3 DECEMBER 1910, Page 28

Astray in Arcady. By Mary E. Mann. (Methuen and Co.

6s.)—Very much "astray," we should say ; indeed, we do not recognise Arcady at all. How shall we describe Mrs Mann's book ? We may do it best by a contrary, and this contrary is Miss Mitford's "Our Village." Imagine the exact opposite of all the kindliness, tenderness, and sympathy with which Mary Mitford describes her neighbours, high and low, and you have the picture which Mrs. Charlotte Poole, widow of a wealthy physician, and a successful novelist, draws of Dulditch. In "Our Village" there is something lovable in every one. In "Dulditch "—is there not a certain lack of finesse in the name ?—almost every one is moro or less odious. There are the Hobleboys at the Great House. They call upon Mrs. Poole, but resent being called upon in return. They are "not at home," but show themselves at a window as the visitor turns away. The cottagers are brutal, the gardener is lazy and insolent, the ne'er-do-weel, to whom Miss Mitford would have lent something redeeming, is a thief and an incendiary.
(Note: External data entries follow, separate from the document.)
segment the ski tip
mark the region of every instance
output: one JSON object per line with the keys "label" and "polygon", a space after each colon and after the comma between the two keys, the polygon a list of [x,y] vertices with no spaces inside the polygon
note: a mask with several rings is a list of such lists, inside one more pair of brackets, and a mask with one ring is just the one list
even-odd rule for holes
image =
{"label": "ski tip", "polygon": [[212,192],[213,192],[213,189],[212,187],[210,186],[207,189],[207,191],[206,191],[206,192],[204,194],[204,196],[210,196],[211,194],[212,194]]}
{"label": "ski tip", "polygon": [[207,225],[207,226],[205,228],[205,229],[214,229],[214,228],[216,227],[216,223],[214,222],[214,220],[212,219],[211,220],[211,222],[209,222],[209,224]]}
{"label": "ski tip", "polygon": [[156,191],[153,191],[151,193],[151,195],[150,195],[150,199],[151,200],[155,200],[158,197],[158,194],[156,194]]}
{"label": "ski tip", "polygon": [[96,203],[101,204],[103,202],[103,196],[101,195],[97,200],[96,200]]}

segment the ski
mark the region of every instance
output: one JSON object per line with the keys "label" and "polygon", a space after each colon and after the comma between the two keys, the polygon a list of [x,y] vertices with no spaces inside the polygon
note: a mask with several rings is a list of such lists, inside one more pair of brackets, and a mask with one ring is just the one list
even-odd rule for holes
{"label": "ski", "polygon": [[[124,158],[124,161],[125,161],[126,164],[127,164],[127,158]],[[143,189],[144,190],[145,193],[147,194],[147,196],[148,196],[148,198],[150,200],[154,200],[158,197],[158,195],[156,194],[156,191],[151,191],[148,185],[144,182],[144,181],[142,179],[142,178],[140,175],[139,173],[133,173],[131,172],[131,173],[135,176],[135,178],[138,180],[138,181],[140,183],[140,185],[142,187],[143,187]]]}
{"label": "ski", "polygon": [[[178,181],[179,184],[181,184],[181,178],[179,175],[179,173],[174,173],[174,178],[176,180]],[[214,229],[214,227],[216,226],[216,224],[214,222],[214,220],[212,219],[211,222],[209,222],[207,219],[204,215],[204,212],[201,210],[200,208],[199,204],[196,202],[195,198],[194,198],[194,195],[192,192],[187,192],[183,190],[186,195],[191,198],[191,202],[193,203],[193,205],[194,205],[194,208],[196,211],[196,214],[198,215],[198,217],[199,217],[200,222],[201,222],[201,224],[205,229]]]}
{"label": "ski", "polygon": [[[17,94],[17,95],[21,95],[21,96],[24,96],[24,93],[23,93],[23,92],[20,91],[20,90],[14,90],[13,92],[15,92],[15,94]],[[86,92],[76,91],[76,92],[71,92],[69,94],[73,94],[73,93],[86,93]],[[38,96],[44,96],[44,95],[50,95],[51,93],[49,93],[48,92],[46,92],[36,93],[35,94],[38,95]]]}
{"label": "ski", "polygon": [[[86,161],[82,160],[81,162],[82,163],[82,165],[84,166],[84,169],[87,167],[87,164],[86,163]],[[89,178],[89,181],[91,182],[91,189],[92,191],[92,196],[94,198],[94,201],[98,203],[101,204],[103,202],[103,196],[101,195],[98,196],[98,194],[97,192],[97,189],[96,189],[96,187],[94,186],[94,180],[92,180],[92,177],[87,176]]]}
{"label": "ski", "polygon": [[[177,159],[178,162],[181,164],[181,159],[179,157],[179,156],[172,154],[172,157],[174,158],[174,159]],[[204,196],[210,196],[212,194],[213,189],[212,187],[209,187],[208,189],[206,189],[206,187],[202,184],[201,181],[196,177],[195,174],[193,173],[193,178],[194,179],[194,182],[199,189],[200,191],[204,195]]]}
There is scarcely an exception from the uniformity of dullness, or aggressive badness, in the long procession of Dulditch figures. There is, it is true, a rector of whom some kindly words are spoken, but he does nothing, fearing to lose the influence which he never attempts to exercise, and he is afraid of getting his feet wet; and there is a missionary from the Fiji Islands who is credited with zeal, but he is "monkey- faced," and he offers marriage to two women on two successive days. All this is very cleverly done. Nor aro there wanting things which are more to our taste: the gracious Hildred, for instance, and her child, the irrepressible Nan. And there are some fine descriptions of wood and meadow and garden, of earth and sky, of spring and summer, for Nature still pleases, though man is vile.